Nova Scotia Power’s Lingan generating station. — Steve Wadden, Cape Breton Post
[SYDNEY, NS] — A compromise between Ottawa and the province will allow Nova Scotia’s coal-fired generating plants to operate to the end of their natural lifespans, avoiding an astronomical rate hike for consumers.
New coal-fired electricity regulations, released by the federal government Wednesday, would have meant that six of the province’s eight coal-fired generating plants in Lingan, Point Tupper, Point Aconi and Trenton would have had to close by 2030, at a cost of about $1.3 billion to Nova Scotia ratepayers, the equivalent of about $3,450 per household, according to figures released by the provincial Environment Department.

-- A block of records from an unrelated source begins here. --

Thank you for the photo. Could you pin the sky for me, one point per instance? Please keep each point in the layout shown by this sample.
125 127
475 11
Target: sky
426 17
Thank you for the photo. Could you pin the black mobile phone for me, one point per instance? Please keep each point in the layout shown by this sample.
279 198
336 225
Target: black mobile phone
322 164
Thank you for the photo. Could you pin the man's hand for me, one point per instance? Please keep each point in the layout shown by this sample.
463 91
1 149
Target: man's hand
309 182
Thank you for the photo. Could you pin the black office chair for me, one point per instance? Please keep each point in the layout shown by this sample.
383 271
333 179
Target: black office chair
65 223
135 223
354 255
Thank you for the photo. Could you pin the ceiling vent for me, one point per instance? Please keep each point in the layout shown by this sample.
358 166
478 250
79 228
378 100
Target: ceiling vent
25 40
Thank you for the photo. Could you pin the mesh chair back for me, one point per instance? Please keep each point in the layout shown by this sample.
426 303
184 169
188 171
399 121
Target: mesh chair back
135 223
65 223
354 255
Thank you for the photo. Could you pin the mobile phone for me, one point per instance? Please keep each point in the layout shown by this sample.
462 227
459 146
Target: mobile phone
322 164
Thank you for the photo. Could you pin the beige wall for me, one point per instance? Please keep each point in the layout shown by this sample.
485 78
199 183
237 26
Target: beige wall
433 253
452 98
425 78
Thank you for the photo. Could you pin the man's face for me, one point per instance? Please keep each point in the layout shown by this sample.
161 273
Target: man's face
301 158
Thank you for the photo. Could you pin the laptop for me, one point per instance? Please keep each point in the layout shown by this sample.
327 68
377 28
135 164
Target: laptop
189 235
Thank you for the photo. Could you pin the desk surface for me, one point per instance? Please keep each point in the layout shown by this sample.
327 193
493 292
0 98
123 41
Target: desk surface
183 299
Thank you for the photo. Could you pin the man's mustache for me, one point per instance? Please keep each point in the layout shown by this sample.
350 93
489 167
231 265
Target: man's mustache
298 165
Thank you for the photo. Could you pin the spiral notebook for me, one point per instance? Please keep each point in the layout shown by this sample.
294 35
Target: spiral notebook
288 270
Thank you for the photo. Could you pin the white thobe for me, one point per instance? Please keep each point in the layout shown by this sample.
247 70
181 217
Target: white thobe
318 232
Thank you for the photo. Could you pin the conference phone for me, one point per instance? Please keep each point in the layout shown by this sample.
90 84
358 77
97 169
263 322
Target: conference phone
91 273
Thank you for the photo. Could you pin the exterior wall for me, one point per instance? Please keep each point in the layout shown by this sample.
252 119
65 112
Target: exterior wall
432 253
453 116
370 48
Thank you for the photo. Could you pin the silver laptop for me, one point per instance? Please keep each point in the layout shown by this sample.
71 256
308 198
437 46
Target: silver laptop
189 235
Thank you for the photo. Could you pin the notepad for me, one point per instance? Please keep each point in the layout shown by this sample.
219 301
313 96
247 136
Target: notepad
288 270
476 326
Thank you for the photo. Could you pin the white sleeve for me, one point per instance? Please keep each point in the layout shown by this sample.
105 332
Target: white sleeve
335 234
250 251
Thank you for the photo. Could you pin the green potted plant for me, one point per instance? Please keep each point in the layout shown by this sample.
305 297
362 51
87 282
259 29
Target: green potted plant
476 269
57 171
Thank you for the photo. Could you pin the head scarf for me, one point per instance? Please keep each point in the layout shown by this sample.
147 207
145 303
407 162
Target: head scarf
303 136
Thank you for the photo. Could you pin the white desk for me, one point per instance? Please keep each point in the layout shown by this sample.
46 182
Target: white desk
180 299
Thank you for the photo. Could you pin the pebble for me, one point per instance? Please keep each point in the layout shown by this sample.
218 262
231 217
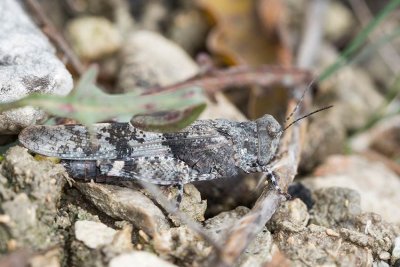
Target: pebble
396 250
139 258
93 38
148 60
384 255
376 184
28 65
291 216
126 204
93 234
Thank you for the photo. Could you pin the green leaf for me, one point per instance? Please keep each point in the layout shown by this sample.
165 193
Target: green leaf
89 104
170 121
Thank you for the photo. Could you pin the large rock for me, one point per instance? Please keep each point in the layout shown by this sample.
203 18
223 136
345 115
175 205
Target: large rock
28 64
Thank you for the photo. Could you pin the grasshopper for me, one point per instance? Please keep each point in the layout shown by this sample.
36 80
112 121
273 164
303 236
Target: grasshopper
205 150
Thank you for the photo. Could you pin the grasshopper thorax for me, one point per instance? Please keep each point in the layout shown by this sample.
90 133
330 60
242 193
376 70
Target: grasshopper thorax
269 133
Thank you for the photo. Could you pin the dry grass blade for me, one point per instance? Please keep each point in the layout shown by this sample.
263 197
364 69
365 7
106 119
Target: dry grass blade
170 206
251 224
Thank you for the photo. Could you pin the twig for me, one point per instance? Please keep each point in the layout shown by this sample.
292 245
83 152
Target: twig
251 224
389 54
217 80
52 33
170 207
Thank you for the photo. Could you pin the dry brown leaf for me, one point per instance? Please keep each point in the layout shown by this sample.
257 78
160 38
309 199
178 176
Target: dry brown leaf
246 33
237 35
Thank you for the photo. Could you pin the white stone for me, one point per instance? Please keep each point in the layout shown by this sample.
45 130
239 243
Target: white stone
139 258
396 250
27 64
93 234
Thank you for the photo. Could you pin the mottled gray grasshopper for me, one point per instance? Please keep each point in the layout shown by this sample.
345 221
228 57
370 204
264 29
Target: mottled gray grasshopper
205 150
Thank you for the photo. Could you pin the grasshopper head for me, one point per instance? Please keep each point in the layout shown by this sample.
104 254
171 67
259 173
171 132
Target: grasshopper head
269 132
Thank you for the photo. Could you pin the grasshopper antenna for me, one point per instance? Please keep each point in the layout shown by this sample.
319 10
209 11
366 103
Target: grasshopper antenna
300 101
307 115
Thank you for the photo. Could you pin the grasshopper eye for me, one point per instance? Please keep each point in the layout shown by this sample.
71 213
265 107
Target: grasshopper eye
273 130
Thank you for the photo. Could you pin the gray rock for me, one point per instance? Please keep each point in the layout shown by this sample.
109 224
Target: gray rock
291 216
30 191
27 64
182 245
380 264
317 247
396 251
336 207
126 204
376 183
93 38
139 258
259 250
382 137
93 234
191 204
148 59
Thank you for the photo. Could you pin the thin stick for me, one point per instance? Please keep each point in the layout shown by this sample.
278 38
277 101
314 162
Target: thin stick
171 207
55 36
389 53
217 80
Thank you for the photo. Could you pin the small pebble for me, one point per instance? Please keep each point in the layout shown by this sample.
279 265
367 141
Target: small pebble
139 258
384 255
396 250
330 232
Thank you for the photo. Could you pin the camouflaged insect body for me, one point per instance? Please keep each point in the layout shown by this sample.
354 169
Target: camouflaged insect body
206 150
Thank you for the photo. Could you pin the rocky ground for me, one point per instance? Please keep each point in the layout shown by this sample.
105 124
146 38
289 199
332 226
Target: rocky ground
344 207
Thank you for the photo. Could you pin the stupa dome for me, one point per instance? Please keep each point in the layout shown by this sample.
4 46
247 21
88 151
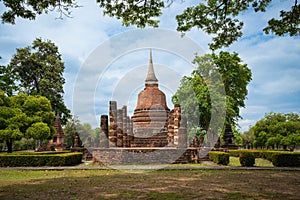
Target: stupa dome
151 97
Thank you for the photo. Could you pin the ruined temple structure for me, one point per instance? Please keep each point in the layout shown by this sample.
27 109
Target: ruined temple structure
152 124
57 142
154 134
228 138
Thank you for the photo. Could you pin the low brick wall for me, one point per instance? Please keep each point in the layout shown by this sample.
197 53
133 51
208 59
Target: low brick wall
111 156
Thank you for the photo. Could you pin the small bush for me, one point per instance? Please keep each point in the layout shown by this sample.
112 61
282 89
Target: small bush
286 159
221 158
38 159
247 159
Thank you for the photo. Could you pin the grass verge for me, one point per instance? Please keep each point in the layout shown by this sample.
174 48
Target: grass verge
162 184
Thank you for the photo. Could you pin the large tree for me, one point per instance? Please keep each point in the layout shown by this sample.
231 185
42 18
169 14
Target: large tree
24 116
30 9
277 129
7 81
219 18
195 92
39 71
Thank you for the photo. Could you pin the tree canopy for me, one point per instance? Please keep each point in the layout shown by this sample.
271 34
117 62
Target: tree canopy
24 116
38 70
194 93
219 18
30 9
277 129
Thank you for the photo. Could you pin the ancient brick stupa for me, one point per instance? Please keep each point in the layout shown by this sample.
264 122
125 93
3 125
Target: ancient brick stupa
154 134
151 113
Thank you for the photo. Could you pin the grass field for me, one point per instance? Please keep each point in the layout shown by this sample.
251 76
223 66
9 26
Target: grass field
162 184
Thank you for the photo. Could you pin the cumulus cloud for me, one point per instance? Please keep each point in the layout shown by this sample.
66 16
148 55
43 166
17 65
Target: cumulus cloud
97 65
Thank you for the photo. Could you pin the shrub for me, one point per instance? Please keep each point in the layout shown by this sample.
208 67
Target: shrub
247 159
286 159
221 158
38 159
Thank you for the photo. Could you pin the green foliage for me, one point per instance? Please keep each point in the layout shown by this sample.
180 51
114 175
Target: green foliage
24 116
7 83
236 153
29 9
218 18
195 92
286 159
278 158
221 158
40 159
277 130
134 12
247 159
39 71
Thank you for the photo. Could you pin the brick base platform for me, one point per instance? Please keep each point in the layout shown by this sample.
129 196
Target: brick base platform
117 156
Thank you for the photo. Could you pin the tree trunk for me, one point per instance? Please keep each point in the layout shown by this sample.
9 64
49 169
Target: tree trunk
9 146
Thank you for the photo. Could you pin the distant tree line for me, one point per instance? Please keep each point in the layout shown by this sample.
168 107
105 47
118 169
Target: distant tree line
274 131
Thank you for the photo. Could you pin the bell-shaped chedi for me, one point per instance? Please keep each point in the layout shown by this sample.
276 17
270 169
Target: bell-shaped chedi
151 112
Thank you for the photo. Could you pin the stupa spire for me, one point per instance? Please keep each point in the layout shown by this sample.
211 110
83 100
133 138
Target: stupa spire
151 78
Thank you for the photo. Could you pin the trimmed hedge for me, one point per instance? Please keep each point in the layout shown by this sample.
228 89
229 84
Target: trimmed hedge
236 153
38 159
221 158
286 160
247 159
279 158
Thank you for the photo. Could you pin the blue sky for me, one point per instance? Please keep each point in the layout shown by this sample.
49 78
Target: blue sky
103 63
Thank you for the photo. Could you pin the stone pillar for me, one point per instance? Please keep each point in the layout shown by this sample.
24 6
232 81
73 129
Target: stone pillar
104 132
177 118
120 128
125 135
182 134
171 128
131 135
113 123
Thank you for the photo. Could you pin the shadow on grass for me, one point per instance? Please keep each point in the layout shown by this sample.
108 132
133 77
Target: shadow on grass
164 184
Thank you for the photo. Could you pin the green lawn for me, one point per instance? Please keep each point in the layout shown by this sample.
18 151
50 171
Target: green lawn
162 184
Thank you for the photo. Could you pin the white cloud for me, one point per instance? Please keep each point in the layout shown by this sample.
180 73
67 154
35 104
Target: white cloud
274 61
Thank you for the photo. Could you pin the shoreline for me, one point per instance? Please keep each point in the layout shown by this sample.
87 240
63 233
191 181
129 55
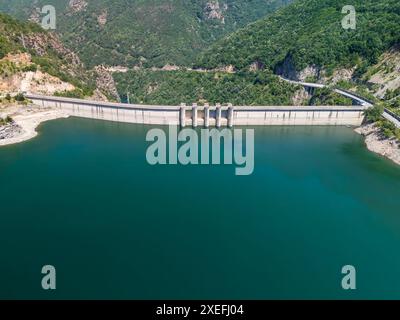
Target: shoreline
377 143
26 122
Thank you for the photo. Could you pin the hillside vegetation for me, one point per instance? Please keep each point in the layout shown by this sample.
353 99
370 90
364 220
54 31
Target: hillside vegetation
144 32
41 51
309 32
175 87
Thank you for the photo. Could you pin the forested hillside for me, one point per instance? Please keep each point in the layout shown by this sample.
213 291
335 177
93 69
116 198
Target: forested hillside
144 32
26 47
310 33
175 87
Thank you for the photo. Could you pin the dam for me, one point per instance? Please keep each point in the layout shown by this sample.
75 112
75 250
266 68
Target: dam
194 115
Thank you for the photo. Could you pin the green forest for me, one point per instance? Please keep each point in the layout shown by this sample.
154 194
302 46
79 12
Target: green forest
310 32
175 87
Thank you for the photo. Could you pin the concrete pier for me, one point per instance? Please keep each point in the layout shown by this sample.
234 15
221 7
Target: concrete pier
218 115
182 115
230 116
195 116
206 115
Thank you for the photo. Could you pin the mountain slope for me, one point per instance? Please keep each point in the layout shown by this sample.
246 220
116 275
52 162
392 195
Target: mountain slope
144 32
36 61
309 34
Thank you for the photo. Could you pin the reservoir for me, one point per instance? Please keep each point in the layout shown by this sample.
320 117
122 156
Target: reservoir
82 197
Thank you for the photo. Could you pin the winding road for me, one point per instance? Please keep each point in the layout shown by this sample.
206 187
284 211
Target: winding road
387 114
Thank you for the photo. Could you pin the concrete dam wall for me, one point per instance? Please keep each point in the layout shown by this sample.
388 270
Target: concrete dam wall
218 115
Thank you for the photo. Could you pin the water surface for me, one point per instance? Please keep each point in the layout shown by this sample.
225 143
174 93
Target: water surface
82 197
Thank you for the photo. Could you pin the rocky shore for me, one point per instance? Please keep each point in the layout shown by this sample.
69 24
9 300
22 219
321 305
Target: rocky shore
24 124
10 131
378 143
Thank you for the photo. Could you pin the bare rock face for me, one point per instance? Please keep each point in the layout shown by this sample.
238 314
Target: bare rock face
105 82
213 10
387 74
77 5
42 42
36 82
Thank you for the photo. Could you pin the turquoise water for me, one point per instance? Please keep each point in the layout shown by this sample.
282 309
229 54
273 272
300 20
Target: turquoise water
82 197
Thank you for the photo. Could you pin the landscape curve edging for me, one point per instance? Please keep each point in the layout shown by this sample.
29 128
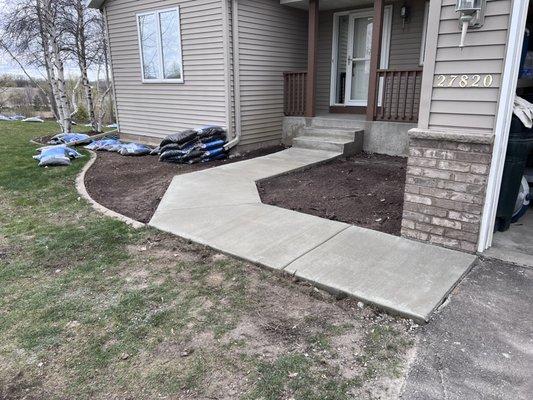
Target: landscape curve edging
82 190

The draft Canada-Nova Scotia Equivalency Agreement for Coal-Fired Electricity, released Friday, will allow the province to reduce greenhouse gas emissions using its own regulatory approach instead of the new federal regulations.
According to Environment Minister Sterling Belliveau, Nova Scotia’s status as the only jurisdiction in North America that has a hard cap on greenhouse emissions weighed heavily in Ottawa’s decision to come up with a compromise.
Nova Scotia produced just under nine megatonnes of greenhouse gas emissions last year, with provincial regulations calling for emissions to be gradually cut over the rest of the decade until a 7.5-megatonne cap is reached in 2020. Nova Scotia will also be required to cut another three megatonnes between 2020 and 2030, reaching a target of 4.5 megatonnes.
The province aims to meet these targets through increasing its dependence on renewable energy sources, including wind and tidal power, biomass and the Lower Churchill power project.
“The federal regulations would have shut down these coal-fired plants prematurely, and that would have caused extreme hardship to the taxpayers,” said Belliveau. “Our plan is to get ourselves on reliable, renewable energy. But in the short term, coal-fired plants are going to be part of the mix.”
Jason Hollett, executive director of the climate change directorate at Nova Scotia environment, said the equivalency agreement requires no commitment from the province to shut down any of its coal-fired generating plants.
“It would just happen when it makes the most sense to Nova Scotia ratepayers,” he explained. “Nova Scotia Power would continue to operate them until the end of their real economic life.”
As an example, he cited the Point Tupper plant, which was originally constructed in the 1970s to fire oil then retrofitted at great expense in the 1980s to fire coal.
“That was a significant investment, so we want to make sure that it can live out that investment so that ratepayers can get that value.”
Hollett added that while there is also no particular shutdown order for the province’s coal-fired generating plants, circumstances will determine which plants will go offline and when.
“But Nova Scotia Power has announced that Lingan 1 and Lingan 2 will become seasonal units anyway. They are already making those types of plans on what the system will be like when we are using less coal.
“When you put that together with the fact that Muskrat Falls (Lower Churchill) will be falling in Cape Breton somewhere, it might make sense to shut down the Lingan 1 and 2 units, but that hasn’t been determined yet.”